Conventional wisdom holds that if the vice presidency matters at all, it matters only in its gestation period: the campaign. And vice-presidential selection has traditionally been attuned to that. Whether a sop to factions that lost the race for the top spot or an attempt to balance the qualities of the presidential nominee, the vice-presidential choice has generally had more to do with winning than with governing.
That was certainly the case with Agnew. Nixon initially chose him in 1968 because, as a moderate governor from a border state, he had both supported the civil-rights movement and made several tough-on-crime speeches. After the election, however, Nixon lost interest. He was eager to dump Agnew from the ticket when he ran for reelection in 1972, but he couldn’t. By then the vice president, with his attacks on the press and the political elites, had become a darling of a different faction: conservatives.
Had Nixon retained the right’s support during his first term, this wouldn’t have been a problem. But his decision to open relations with Communist China, in addition to his support for a raft of liberal social and economic policies on the domestic front, soured his relationship with conservatives. By 1972, they were in open revolt, even running a protest candidate in the primaries, Ohio Representative John Ashbrook. Nixon needed Agnew—not to govern, but to campaign. So Agnew stayed.
Nixon’s desire to dump Agnew stemmed from his belief that Agnew was too ineffectual for the office he held. The irony is that, thanks to Nixon, the responsibilities of the vice presidency had grown considerably by the time Agnew entered the office. Constitutionally, the vice president’s role was legislative, not executive. To the extent that vice presidents did anything in the pre-World War II era, it happened over in the Congress, where the vice president served as the president of the Senate, casting tie-breaking votes and certifying electoral-college counts.
As presidents gained more control over running-mate selection, a transition that began with Franklin Roosevelt in 1940, the office began to transform. The personal selection of a running mate enabled presidents to view their next-in-line as a team member. This was first fully realized during the Eisenhower-Nixon years. As vice president, Nixon abandoned the Senate and took up a number of executive functions, serving on commissions, liaising with Congress, and acting as an administration surrogate at home and abroad.
It was this new executive vice presidency that Agnew was supposed to fill. But while Nixon was happy with the electoral work Agnew did—1968 was a squeaker of a race, and Nixon believed Agnew had helped him win it—when it came to governing, he was deeply disappointed in his vice president.

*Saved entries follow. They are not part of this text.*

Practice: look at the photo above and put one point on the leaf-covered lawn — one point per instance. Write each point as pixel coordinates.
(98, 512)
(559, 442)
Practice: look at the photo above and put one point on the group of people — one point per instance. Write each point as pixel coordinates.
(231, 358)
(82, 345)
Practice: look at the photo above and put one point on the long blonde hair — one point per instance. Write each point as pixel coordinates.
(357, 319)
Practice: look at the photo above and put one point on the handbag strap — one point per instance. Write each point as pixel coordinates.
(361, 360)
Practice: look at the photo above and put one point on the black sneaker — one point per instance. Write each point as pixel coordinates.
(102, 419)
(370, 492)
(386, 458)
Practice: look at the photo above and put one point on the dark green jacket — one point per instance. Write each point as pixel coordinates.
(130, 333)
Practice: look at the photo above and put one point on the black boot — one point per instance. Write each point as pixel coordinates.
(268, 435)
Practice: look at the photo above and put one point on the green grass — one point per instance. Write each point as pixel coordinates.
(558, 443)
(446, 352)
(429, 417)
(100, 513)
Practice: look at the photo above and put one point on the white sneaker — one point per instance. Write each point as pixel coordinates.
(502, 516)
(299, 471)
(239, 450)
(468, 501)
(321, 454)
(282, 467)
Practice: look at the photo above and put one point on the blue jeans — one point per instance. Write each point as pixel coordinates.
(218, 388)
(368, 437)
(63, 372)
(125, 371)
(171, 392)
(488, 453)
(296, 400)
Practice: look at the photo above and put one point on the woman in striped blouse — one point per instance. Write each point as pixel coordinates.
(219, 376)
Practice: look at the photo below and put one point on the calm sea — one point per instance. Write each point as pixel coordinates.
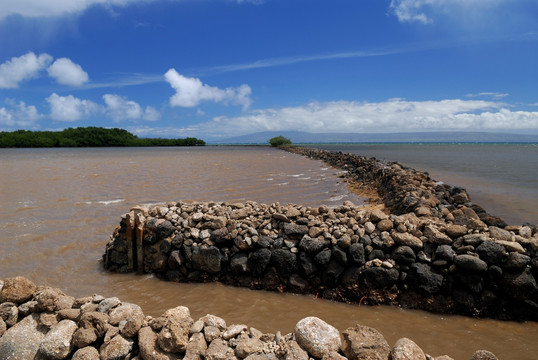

Take Agnew’s foreign travels, modeled after Nixon’s own extensive globetrotting as vice president. A 1971 trip to Africa turned into a debacle for Agnew. In an Oval Office conversation with Nixon, John Ehrlichman, and H.R. Haldeman, in which the three discussed how to dump Agnew from the 1972 ticket, the Africa trip loomed large. Agnew’s constant golfing was a particular point of contention. “You’ve got to make it appear that the trip’s for work. Not over there on a goddamn vacation,” Nixon fumed.